For Fall, Boss’s chief brand officer, Ingo Wilts, took his menswear branch yet further afield from the pylons that have long held Hugo Boss’s engines, those things in the realm of the tailored and the corporate. Wilts didn’t totally leave the finery behind, but he did, smartly and with a quirky-cool measure, bring in a distinct athletic element. “We named it ‘sports tailoring,’ ” he said, straightforwardly. “There are, especially, baseball influences. . . . It’s such a New York thing, baseball. This is combined with our heritage, and then a layer of protective surfaces, like rainwear, is also present.”
The results were strong: XL outerwear, padded and filled with down, felt younger and freer than what we typically see from Boss while remaining expertly made and strict in execution. Baseball jersey shirting, with piping down the plackets, also registered as neatly new and laid-back.

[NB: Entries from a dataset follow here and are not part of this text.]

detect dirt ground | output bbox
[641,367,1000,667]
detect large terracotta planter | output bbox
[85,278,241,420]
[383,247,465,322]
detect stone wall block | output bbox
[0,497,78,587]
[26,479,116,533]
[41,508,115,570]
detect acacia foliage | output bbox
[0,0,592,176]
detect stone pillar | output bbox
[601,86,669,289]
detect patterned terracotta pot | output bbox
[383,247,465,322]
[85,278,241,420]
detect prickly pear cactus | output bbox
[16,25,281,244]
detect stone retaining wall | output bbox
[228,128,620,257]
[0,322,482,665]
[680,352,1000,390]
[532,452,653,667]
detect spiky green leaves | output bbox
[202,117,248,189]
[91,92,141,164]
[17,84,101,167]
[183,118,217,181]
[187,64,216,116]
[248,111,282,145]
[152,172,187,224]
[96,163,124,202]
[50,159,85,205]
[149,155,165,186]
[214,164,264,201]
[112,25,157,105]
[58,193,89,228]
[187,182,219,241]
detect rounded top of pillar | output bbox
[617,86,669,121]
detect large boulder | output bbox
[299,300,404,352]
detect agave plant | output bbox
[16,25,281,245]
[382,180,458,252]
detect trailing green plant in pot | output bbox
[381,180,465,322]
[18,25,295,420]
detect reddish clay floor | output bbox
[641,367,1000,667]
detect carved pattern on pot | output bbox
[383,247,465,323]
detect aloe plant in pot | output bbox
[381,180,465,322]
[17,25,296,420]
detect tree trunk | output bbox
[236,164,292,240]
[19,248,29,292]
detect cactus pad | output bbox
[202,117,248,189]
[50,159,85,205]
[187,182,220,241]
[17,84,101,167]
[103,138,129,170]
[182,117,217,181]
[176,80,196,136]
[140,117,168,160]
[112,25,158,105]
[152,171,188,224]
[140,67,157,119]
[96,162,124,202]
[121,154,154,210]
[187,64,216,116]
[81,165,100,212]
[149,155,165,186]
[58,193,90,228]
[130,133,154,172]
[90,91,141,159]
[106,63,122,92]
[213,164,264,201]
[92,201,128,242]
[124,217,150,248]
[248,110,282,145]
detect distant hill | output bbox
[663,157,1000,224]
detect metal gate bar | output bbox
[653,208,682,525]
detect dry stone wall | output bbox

There were even knits with intarsia inlays of baseball players, flanked by ponchos, always well-done blazers, and great tailored trousers with drawstring waists and ribbed cuffs.
To that last point: The actor Armie Hammer and his wife, Elizabeth Chambers, were watching from the front row, both looking sharp in Boss. “I try to only wear things that I feel comfortable in,” said Hammer, backstage after the show. “I love the concept of high fashion, but at the same time, if you feel out of your own skin or out of your element, then you won’t really wear it well anyway.” With that, he turned to the runway: “I love the waistbands,” before adding, with a wink-wink kind of ardor (and you’ll know this if you follow him on Instagram): “I’m a bit of a tracksuit man myself.” That hit the message home: This was an often covetable and comfortable Boss collection, and it was satisfying to see Wilts and the brand move in this more unrestrained manner.